Time Period3 Months [change]
DirectionMoves Together 
StrengthVery Weak
Accuracy100.0%
ValuesDaily Returns

Games Workshop Group  vs.  Penn National Gaming

 Performance 
       Timeline  
Games Workshop Group 

Risk-Adjusted Performance

8 of 100

 
Weak
 
Strong
OK
Compared to the overall equity markets, risk-adjusted returns on investments in Games Workshop Group are ranked lower than 8 (%) of all global equities and portfolios over the last 90 days. Despite nearly abnormal forward-looking signals, Games Workshop reported solid returns over the last few months and may actually be approaching a breakup point.
Penn National Gaming 

Risk-Adjusted Performance

1 of 100

 
Weak
 
Strong
Weak
Compared to the overall equity markets, risk-adjusted returns on investments in Penn National Gaming are ranked lower than 1 (%) of all global equities and portfolios over the last 90 days. In spite of very healthy basic indicators, Penn National is not utilizing all of its potentials. The current stock price disarray, may contribute to short-term losses for the investors.

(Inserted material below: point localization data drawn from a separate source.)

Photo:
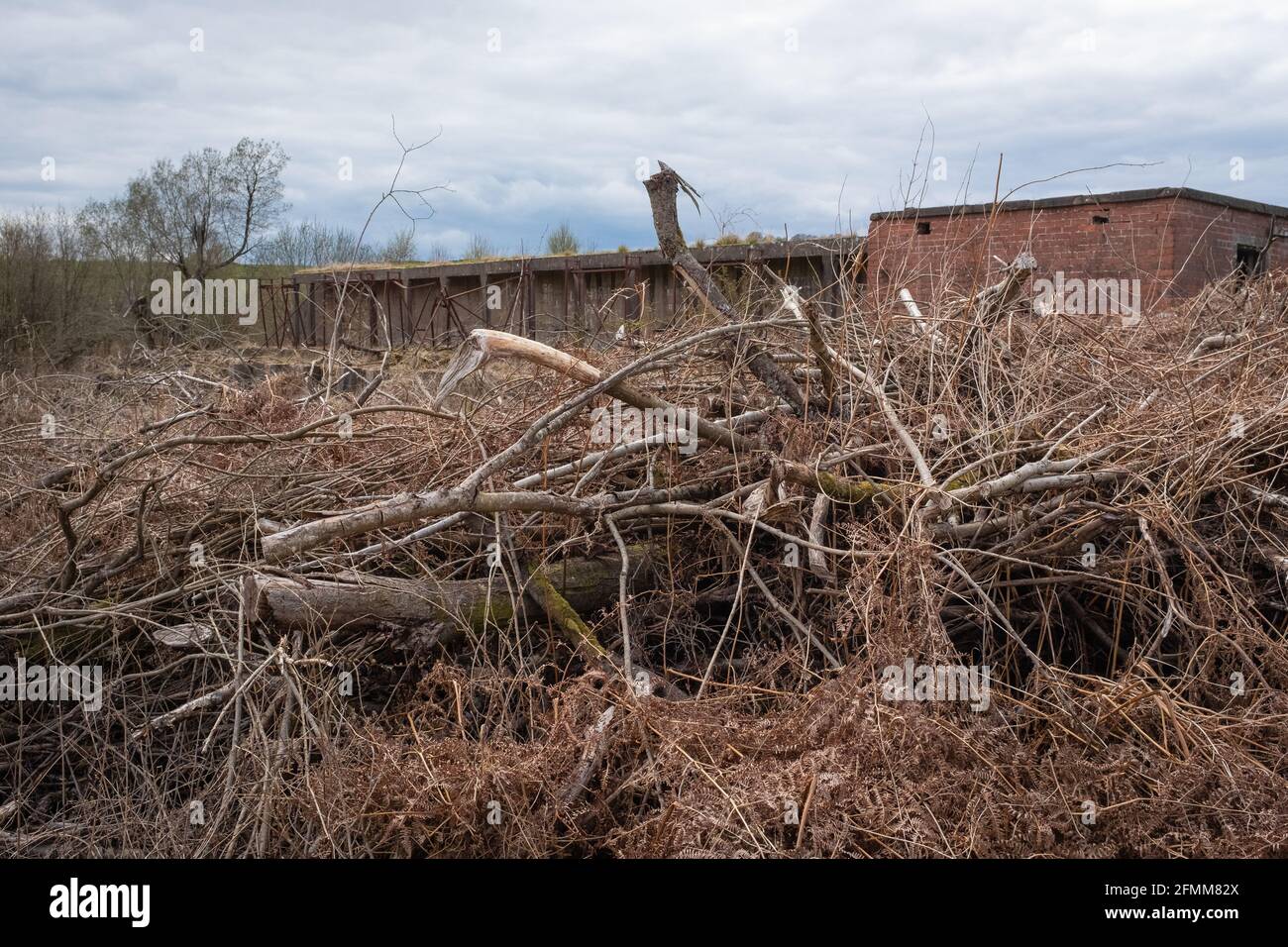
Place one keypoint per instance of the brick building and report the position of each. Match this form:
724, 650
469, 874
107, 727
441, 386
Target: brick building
1172, 240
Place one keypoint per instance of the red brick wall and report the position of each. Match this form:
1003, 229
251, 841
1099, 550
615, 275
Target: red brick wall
1146, 240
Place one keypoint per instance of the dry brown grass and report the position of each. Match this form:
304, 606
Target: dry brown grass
1090, 702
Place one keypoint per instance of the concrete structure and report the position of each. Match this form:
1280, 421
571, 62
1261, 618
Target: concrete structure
1154, 245
1172, 240
540, 296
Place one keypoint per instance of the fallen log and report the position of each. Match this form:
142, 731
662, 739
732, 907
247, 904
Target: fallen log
352, 600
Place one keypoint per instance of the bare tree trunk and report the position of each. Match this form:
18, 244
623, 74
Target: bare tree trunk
662, 188
585, 583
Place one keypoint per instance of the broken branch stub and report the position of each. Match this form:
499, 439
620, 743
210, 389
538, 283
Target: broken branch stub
662, 188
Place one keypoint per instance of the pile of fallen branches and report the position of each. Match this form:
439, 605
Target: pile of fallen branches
451, 616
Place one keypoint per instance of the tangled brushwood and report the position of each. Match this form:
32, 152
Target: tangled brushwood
953, 579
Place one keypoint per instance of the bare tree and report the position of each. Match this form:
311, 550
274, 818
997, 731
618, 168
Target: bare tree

Games Workshop and Penn National Volatility Contrast

   Predicted Return Density   
       Returns  

Pair Trading with Games Workshop and Penn National

The main advantage of trading using opposite Games Workshop and Penn National positions is that it hedges away some unsystematic risk. Because of two separate transactions, even if Games Workshop position performs unexpectedly, Penn National can make up some of the losses. Pair trading also minimizes risk from directional movements in the market. For example, if an entire industry or sector drops because of unexpected headlines, the short position in Penn National will offset losses from the drop in Penn National's long position.
The idea behind Games Workshop Group and Penn National Gaming pairs trading is to make the combined position market-neutral, meaning the overall market's direction will not affect its win or loss (or potential downside or upside). This can be achieved by designing a pairs trade with two highly correlated stocks or equities that operate in a similar space or sector, making it possible to obtain profits through simple and relatively low-risk investment.
Check out your portfolio center.
Note that this page's information should be used as a complementary analysis to find the right mix of equity instruments to add to your existing portfolios or create a brand new portfolio. You can also try the Stock Tickers module to use high-impact, comprehensive, and customizable stock tickers that can be easily integrated to any websites.